Même ainsi, en avril, le gouvernement a déclaré qu’il représenterait 80% de la croissance de cette année, projetée à un maigre 1%, soulignant l’importance de ressusciter le projet.
L’Italie a été le seul pays à accepter non seulement les subventions de l’UE, mais aussi tous les prêts auxquels elle avait droit, représentant près des deux tiers du total, pariant qu’un coup de pouce à la croissance compenserait l’impact sur la dette. Les investisseurs craignent maintenant que le pari ne se retourne contre lui.
« Nous devons croître de 2% par an », a déclaré Carlo Messina, le patron d’Intesa Sanpaolo, la plus grande banque d’Italie et son deuxième créancier après la Banque centrale européenne.
« Ce n’est qu’avec des investissements que nous pouvons accélérer la croissance. »
Vittorio Soldavini, directeur de HT High Technology, une société de logiciels du nord de l’Italie, a déclaré que les problèmes du PNRR avaient gelé les plans d’investissement des entreprises.
« Nos clients comprennent des organismes publics qui attendent l’argent mais ils ne savent pas s’ils vont l’obtenir… les investissements publics ne peuvent pas commencer, et cela s’applique également aux entreprises privées. »
Derrière les problèmes se cachent une mauvaise planification et une pénurie de personnel qualifié pour aider les conseils locaux – qui gèrent une grande partie des projets – à organiser les appels d’offres et à superviser les progrès.
« Nous manquons d’avocats, de comptables, d’ingénieurs, de tout », a déclaré Davide Carlucci, qui dirige Recovery South, un réseau de 323 maires du sud sous-développé de l’Italie, où 40% de l’argent du PNRR est censé être dépensé.
« C’est une opportunité gâchée », a-t-il déclaré.
Gustavo Piga, professeur d’économie qui enseigne la politique d’approvisionnement à l’Université Tor Vergata de Rome, a déclaré que le sauvetage du PNRR nécessiterait « l’embauche à grande échelle d’experts en appels d’offres publics sur des contrats permanents bien rémunérés ».
MICRO-PROJETS
Plus de la moitié des fonds de l’UE sont destinés à la numérisation et à la transition écologique, le reste étant consacré aux transports durables, à l’éducation, à la cohésion sociale et à la santé.
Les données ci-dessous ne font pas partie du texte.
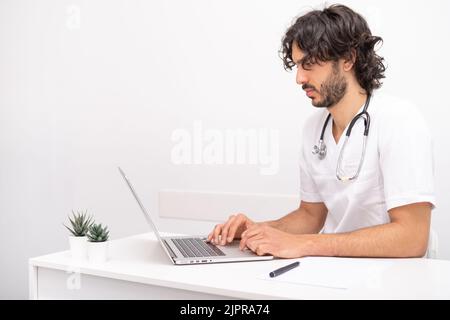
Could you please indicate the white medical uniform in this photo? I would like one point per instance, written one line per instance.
(398, 168)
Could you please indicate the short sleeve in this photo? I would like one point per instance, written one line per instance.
(308, 188)
(406, 158)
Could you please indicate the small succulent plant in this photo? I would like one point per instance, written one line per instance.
(98, 233)
(80, 222)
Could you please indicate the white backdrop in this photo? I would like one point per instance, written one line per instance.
(89, 85)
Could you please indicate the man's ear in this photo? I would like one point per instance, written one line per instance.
(349, 62)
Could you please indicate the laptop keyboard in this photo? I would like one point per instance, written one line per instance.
(195, 247)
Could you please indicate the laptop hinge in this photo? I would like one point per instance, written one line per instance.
(172, 254)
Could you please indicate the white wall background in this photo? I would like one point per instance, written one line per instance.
(80, 96)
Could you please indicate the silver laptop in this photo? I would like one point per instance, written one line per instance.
(194, 250)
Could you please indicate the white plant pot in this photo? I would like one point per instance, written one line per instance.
(98, 251)
(78, 247)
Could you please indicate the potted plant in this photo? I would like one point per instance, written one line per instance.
(80, 223)
(98, 236)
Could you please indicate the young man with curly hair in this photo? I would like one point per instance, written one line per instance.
(366, 164)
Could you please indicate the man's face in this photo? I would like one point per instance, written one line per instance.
(324, 82)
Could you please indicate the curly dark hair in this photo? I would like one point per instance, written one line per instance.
(331, 34)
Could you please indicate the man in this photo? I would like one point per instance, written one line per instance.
(384, 209)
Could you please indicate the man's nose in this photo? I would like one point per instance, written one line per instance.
(301, 78)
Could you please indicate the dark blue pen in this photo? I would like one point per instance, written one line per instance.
(284, 269)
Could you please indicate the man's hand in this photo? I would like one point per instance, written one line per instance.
(226, 232)
(263, 239)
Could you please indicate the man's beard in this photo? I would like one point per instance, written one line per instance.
(332, 90)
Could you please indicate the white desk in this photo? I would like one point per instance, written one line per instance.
(139, 269)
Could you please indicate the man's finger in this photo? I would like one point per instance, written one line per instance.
(225, 229)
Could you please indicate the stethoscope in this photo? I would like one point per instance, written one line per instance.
(321, 148)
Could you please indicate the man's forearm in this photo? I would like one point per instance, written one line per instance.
(298, 222)
(388, 240)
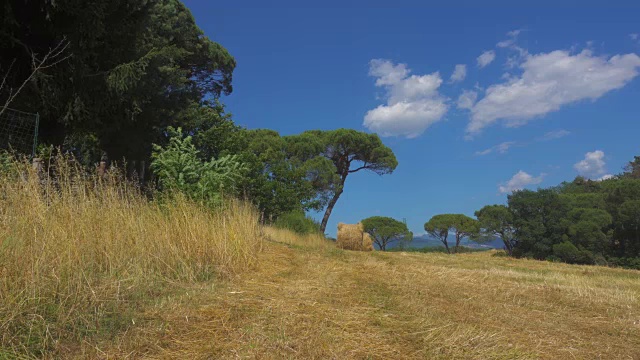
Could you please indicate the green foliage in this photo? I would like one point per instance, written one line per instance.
(6, 161)
(349, 151)
(582, 222)
(440, 249)
(497, 220)
(298, 222)
(385, 230)
(632, 170)
(178, 168)
(569, 253)
(463, 226)
(135, 67)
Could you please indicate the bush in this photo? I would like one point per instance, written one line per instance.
(569, 253)
(179, 169)
(298, 222)
(624, 262)
(500, 253)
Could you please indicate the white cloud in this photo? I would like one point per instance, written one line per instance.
(486, 58)
(459, 73)
(500, 148)
(592, 166)
(467, 99)
(413, 102)
(552, 135)
(512, 37)
(386, 72)
(519, 181)
(549, 81)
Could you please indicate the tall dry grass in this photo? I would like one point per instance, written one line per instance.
(78, 251)
(289, 237)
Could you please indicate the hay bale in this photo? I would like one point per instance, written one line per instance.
(353, 237)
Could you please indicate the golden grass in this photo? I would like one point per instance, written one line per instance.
(284, 236)
(77, 261)
(77, 253)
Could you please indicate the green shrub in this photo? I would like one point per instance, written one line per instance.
(500, 253)
(298, 222)
(178, 168)
(569, 253)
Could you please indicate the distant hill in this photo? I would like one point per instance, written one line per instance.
(428, 241)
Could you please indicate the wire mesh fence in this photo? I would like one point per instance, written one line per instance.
(19, 131)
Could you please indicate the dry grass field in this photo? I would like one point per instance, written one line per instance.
(94, 271)
(317, 302)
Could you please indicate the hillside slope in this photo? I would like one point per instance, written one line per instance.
(316, 301)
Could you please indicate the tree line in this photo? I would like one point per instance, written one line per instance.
(578, 222)
(138, 81)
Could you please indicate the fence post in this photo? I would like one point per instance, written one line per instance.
(35, 136)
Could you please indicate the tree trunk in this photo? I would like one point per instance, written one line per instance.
(458, 238)
(327, 213)
(446, 245)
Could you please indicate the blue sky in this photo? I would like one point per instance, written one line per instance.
(541, 94)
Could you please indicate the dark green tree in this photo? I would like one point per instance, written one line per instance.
(385, 230)
(461, 225)
(349, 151)
(632, 169)
(539, 220)
(497, 220)
(136, 67)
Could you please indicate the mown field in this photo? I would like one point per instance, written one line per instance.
(315, 301)
(92, 270)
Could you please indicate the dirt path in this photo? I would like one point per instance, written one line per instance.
(330, 304)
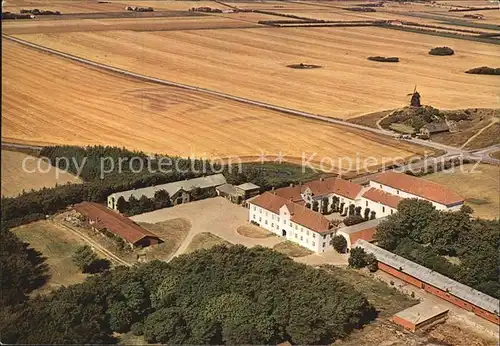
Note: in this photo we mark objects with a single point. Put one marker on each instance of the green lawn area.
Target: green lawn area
(204, 240)
(57, 245)
(292, 249)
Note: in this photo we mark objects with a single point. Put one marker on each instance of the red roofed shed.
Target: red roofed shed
(102, 218)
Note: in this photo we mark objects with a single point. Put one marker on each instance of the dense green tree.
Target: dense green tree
(23, 269)
(357, 258)
(353, 220)
(120, 316)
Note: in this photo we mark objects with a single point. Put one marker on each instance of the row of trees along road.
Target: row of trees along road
(225, 295)
(451, 243)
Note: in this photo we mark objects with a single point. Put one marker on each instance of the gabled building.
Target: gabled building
(307, 193)
(293, 221)
(105, 221)
(179, 191)
(406, 186)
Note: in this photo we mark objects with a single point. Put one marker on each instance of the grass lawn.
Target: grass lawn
(58, 246)
(204, 240)
(479, 187)
(292, 249)
(495, 155)
(172, 232)
(252, 231)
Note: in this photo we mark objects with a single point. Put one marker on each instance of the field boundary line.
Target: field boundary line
(93, 243)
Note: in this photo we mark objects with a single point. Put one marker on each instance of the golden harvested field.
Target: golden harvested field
(65, 7)
(347, 85)
(52, 100)
(34, 174)
(139, 24)
(478, 185)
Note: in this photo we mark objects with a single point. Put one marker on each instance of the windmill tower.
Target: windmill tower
(415, 98)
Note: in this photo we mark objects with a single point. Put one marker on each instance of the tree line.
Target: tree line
(452, 243)
(225, 295)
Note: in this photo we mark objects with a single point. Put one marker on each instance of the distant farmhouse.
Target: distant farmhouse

Pourtant, au milieu d’un désenchantement public croissant, les médias italiens se sont moqués d’une myriade de micro-projets peu susceptibles d’aider à la croissance, comme l’agrandissement d’un cimetière ou l’ouverture d’un musée du jambon dans un village près de Parme.
Pour les régimes plus ambitieux, les entreprises sont exaspérées par de longues procédures bureaucratiques.
Une société d’ingénierie du Nord a présenté il y a un an un projet de production de matériaux automobiles légers et de haute technologie. Après avoir été examiné par une banque et le conseil national de la recherche, il espère obtenir l’approbation à la fin de cette année, permettant de commencer les travaux en 2024.
Compte tenu de la rapidité avec laquelle les projets d’innovation deviennent obsolètes, deux ans, c’est long à attendre, a déclaré son directeur général à Reuters, demandant à ne pas être nommé en raison de la sensibilité de la question.
Le gouvernement attend toujours une tranche de 19 milliards d’euros des fonds de l’UE bloqués en mars en raison d’objectifs politiques manqués à partir de 2022.
Il a également raté la date limite de fin juin pour la prochaine série d’objectifs et d’étapes, ce qui signifie qu’une tranche supplémentaire de 16 milliards d’euros due cette année pourrait ne pas arriver avant 2024, ce qui nuira aux finances publiques déjà grinçantes de Rome.
Ilaria Gobbato, spécialiste des appels d’offres au sein du cabinet d’avocats Dentons, a déclaré que de nouveaux problèmes pourraient survenir suite à l’adoption ce mois-ci d’un nouveau code juridique des marchés publics.
Cela rapproche les règles byzantines de l’Italie des normes de l’UE, mais Gobbato a déclaré que les gens auront d’abord du mal à s’adapter.
« Il faut se demander combien d’administrations seront prêtes à lancer des appels d’offres à partir de demain », a-t-elle déclaré.